Saab: Produces Gripen fighter jets, airborne early warning systems, and submarines. Develops radar systems, combat management systems, and unmanned aerial vehicles for defence applications.
Kongsberg: Manufactures missile systems, naval systems, and defence communications. Produces remote weapon stations, maritime autonomy systems, and space and surveillance technologies.
Qinetiq: Provides defence research, testing, and evaluation services. Develops robotic systems, cybersecurity solutions, and space technologies. Offers training and simulation for military operations.

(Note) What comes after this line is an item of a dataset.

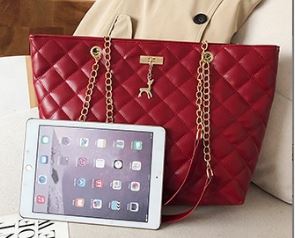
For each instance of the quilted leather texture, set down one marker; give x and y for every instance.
(242, 89)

MTU Aero Engines: Develops and manufactures military aircraft engines and components. Key partner in European defence aviation programs, including the Eurofighter Typhoon.
Chemring: Produces countermeasures and pyrotechnics for defence applications. Develops sensors, electronic warfare systems, and cyber solutions for military and security markets.
After adjusting for DefCap™, I have capped initial basket weights at 10%. While there are plenty of reasons to be interested in the civilian activities of Rolls-Royce, Safran and Airbus, this is a defence basket. For this reason, I have also overweighted the mid-cap ‘pure plays’ relative to their share of DefCap™.
A chart of this basket over the past year looks to be coiling ahead of a further advance. The basket is being rebalanced to target weight quarterly in the chart below. Note that I do not plan on managing the EuroMIC with any systematic rebalancing. It will be a static basket of ordinary shares (no options).
Let’s have a look at the individual charts. I did not want to wear out your scrolling thumb by putting 13 charts in a row, so here is a (silent) 60 second video of all of them.
For those that did not press play, the individual charts are in pretty good shape. In many cases, there has been a sharp positive move off the back of the US election. I also think Commissioner Kubilius’s confirmation hearing at the European Parliament last week may also have had an impact.
We have our EuroMIC! As ever, if you have any questions, please message me via the button below or ping me in The Drey.
Acorn and Portfolio Update
I published a post-election trade update mid-week. Mainly the 🐿️ fleeing from tech-related short positions and election hedges.